We are presented with the facts of the murder – who, when where – on the first page of the prologue (a necessity, really, since the first body doesn't turn up until two thirds of the way through the book) – a prologue which exists as a wily chunk of exposition about the dead man's backstory. The victim – Gustav Slavorigin –was a Rushdie-esque figure, the author of a highly controversial polemical essay denigrating the American experience on 9/11 who has been pursued by, amongst others, the backwoods followers of a rabid neo-con Texan zillionaire.
The narrator, Slavorigin and several other ill-assorted authors meet in the Swiss town of Meiringen, site of the Reichenbach Falls, for the first Sherlock Homes literary festival. Meiringen is a real town with a real Sherlock Holmes Museum, proud of its literary associations and the Sherlock Holmes Hotel, though it sports the SportHotel (it must be catching…) branding is actually, I understand, one of the Hilton portfolio, though for some reason they keep this quiet.
Bravely, the Adair-narrator recites complete a piece from his "Unpublished Casebook Of Sherlock Holmes" to the audience at the convention – the completely new story 'The Giant Rat of Sumatra' as referenced in Conan Doyle's tale 'The Adventure Of The Sussex Vampire'.
Self-references abound, and real people are mixed with fictional creations: the real-fictional and the fictional-fictional worlds are dizzyingly interwoven, and the climax left me grinning with admiration.
The book is full of sly allusions to Christie's stories (Adair rents a house in the Cotswolds and travels down to it weekly on the 4:50 from Paddington) and to other crimewriters' works, for example the Martin Beck stories of Sjowall & Wahloo. But any jokes in German – and those in many other languages also – will have flown unnoticed right past me.

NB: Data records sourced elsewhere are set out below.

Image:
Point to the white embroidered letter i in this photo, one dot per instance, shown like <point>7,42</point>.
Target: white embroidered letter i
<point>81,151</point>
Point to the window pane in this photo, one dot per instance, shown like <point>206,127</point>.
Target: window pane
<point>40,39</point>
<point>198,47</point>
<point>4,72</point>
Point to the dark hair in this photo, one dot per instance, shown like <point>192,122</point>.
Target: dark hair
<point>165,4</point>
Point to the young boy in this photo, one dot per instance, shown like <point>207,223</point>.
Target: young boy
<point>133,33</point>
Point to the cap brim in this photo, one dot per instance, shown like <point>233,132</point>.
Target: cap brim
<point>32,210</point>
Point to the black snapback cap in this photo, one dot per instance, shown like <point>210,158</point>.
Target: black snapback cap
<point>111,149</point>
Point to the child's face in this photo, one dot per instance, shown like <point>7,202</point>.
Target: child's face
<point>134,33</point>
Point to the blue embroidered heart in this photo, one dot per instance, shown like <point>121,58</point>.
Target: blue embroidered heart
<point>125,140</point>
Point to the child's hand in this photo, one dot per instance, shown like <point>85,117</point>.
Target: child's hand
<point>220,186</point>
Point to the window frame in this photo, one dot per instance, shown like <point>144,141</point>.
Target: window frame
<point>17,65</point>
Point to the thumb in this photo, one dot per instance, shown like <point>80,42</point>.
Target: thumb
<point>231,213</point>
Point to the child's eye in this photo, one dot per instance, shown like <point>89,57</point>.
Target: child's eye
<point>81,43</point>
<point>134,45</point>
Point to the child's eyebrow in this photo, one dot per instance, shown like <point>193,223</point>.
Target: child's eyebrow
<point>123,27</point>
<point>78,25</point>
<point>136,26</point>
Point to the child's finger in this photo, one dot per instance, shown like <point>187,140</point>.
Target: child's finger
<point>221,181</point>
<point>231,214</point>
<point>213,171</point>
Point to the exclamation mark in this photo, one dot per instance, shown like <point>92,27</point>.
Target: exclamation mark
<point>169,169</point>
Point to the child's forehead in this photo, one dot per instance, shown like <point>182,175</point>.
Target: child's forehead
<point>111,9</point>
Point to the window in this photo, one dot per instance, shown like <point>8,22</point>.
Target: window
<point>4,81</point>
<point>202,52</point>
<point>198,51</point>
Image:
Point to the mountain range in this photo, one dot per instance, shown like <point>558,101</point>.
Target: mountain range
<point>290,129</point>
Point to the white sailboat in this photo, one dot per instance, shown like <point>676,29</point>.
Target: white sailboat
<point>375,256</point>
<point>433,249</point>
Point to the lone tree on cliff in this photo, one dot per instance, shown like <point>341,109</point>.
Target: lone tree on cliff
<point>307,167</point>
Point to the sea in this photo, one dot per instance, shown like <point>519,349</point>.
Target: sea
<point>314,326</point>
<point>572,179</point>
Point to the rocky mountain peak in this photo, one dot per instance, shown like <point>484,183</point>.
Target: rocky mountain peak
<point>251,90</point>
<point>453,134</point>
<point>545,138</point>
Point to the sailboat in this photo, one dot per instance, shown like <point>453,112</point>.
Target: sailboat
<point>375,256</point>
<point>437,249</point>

And that's really the problem I had with this book. This reader felt frustrated that she was probably missing more than half the jokes; it was frequently unclear whether the "author's" mocking tone was directed at himself, his story, or – most probably – at me. Although I enjoyed the romp and the worthy ending, I was left with the feeling that I'm not clever enough to fully appreciate the dazzling virtuosity on display in And Then There Was No One. And that, dear reader, is not a comfortable realisation!